Kfz-Steuer wird längst nach WLTP bemessen
Das ist für Autokäuferinnen ärgerlich, weil die Kfz-Steuer auf Basis des inzwischen nicht mehr ganz neuen WLTP statt des komplett ausgelaufenen NEFZ bemessen wird. Dass das BMWi nun lediglich empfiehlt, im Verkaufsraum einen Zettel mit den CO2-Emissionen nach WLTP anzubringen, ist für Interessenten problematisch. Eine Empfehlung bedeutet eben Freiwilligkeit.
Ein weiterer Anlass für Verwirrung ist, dass mit der Einführung von WLTP für eine bestimmte Motor-Getriebe-Kombination eines Fahrzeugtyps nicht mehr ein einheitlicher CO2-Wert gilt, sondern ein ausstattungsindividueller. Breitreifen und Aerodynamikpaket? Könnte fünf Gramm pro Kilometer und entsprechende Steuern mehr machen. ZEIT ONLINE hatte bereits vor zwei Jahren in Hintergrundgesprächen mit der Autoindustrie erfahren, dass die Online-Konfiguratoren mit jedem Klick in der Optionsliste die veränderten CO2-Emissionen anzeigen werden. Passiert ist nichts, weil die Hersteller auf die Vorgaben des Gesetzgebers warten.
Gewichtsbezug statt Einteilung nach absoluten Werten
Die Pkw-EnVKV steht von Beginn an in der Kritik, weil sie in Deutschland – anders als zum Beispiel in Frankreich – keine absolute Einteilung in Klassen, sondern eine mit Gewichtsbezug vorsieht. Ein ähnliches System hat die deutsche Politik bei den europäischen Vorgaben für die Begrenzung der CO2-Flottenemissionen durchgesetzt.
Michael Müller-Görnert, verkehrspolitischer Sprecher des Verkehrsclubs Deutschland e.V (VCD), kritisiert die derzeitige Regelung: „Ein Kunde kauft ein Auto nicht wegen des Gewichts, sondern für einen Einsatzzweck, und der ist nicht automatisch ans Gewicht gebunden.“ Das heutige Label, so Müller-Görnert, sei so austariert, dass schwere Fahrzeuge besonders gut wegkommen. Es verzerre zu Gunsten deutscher Premiumautos.

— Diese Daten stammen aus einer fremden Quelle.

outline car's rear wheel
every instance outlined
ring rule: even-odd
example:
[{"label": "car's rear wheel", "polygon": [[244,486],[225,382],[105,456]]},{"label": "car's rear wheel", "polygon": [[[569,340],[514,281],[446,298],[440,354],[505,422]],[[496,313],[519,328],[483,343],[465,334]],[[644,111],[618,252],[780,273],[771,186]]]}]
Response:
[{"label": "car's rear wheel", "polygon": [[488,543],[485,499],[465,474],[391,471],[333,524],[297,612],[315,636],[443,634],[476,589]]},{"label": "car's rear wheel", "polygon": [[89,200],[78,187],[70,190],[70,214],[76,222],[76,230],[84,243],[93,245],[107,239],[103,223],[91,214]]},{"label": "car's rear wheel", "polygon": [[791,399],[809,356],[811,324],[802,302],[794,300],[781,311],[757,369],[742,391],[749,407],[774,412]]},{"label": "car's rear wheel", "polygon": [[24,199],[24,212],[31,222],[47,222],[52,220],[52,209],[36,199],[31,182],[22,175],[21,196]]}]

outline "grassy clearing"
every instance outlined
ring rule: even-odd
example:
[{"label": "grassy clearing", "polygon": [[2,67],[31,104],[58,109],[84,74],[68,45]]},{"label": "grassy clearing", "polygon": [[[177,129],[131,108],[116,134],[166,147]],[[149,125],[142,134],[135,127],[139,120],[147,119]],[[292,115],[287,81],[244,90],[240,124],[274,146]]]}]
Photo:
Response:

Für eine Reform gibt es unterschiedliche Ideen. Neben dem Ansatz, die absoluten CO2-Emissionen als Maßstab zu nehmen, könnte zum Beispiel die Verkehrsfläche eines Autos als Vergleichsfaktor dienen. In der Stadt ist Platz schließlich knapp. Andererseits müssten die Fahrzeuge dann höher gebaut werden, was wiederum die Aerodynamik negativ beeinflusst und den Verbrauch auf der freien Strecke erhöht. Dieser kleine Ausschnitt zeigt, dass eine zeitgemäße Gestaltung nicht trivial ist.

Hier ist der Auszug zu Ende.